My Life and Ethiopia's Progress
- Author: Haile Selassie I
- Original title: ሕይወቴና የኢትዮጵያ እርምጃ
- Translator: Edward Ullendorff; Exekiel Gebissa;
- Language: Amharic
- Genre: Autobiography
- Publication date: 1973; 1974;
- Published in English: 1976; 1994;

= My Life and Ethiopia's Progress =

Autobiography of Haile Selassie I

My Life and Ethiopia's Progress (Amharic:- ሕይወቴና የኢትዮጵያ እርምጃ [Hiywotenna ye'Ityopp'ya 'Irmijja]) is the autobiography of Emperor of Ethiopia Haile Selassie I, written over the course of his life, and published in two volumes in 1973–74.

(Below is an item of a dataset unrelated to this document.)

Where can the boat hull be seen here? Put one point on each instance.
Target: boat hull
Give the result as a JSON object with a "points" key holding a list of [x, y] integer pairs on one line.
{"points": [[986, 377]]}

== Creation and publication ==
The first volume covers 1892–1937, from Haile Selassie's birth until the Second Italo-Ethiopian War. He began writing it while in exile in Bath, England during that war; it covers his life and the administration and modernization of Ethiopia up to that point. The second volume covers 1936–1942, and Ethiopia's occupation by Italy and return to independence. Both volumes were edited extensively by assistant writers after Haile Selassie I's return to Ethiopia. They were published in Ethiopia in 1973 and 1974; English translations were published in 1976 and 1999, respectively.

Haile Selassie I wrote with an eye towards the political impact of publication, and addressed questions about the legitimacy of his power and position, and about his flight into exile in 1936. He published the books while he was still in power, shortly before he was deposed in a military coup in 1974. In 1976 it was translated from Amharic into English and annotated by Edward Ullendorff in an Oxford University Press publication.

== Quotes ==
Haile Selassie wrote in the preface:
 "A house built on granite and strong foundations, not even the onslaught of pouring rain, gushing torrents and strong winds will be able to pull down. Some people have written the story of my life representing as truth what in fact derives from ignorance, error or envy; but they cannot shake the truth from its place, even if they attempt to make others believe it."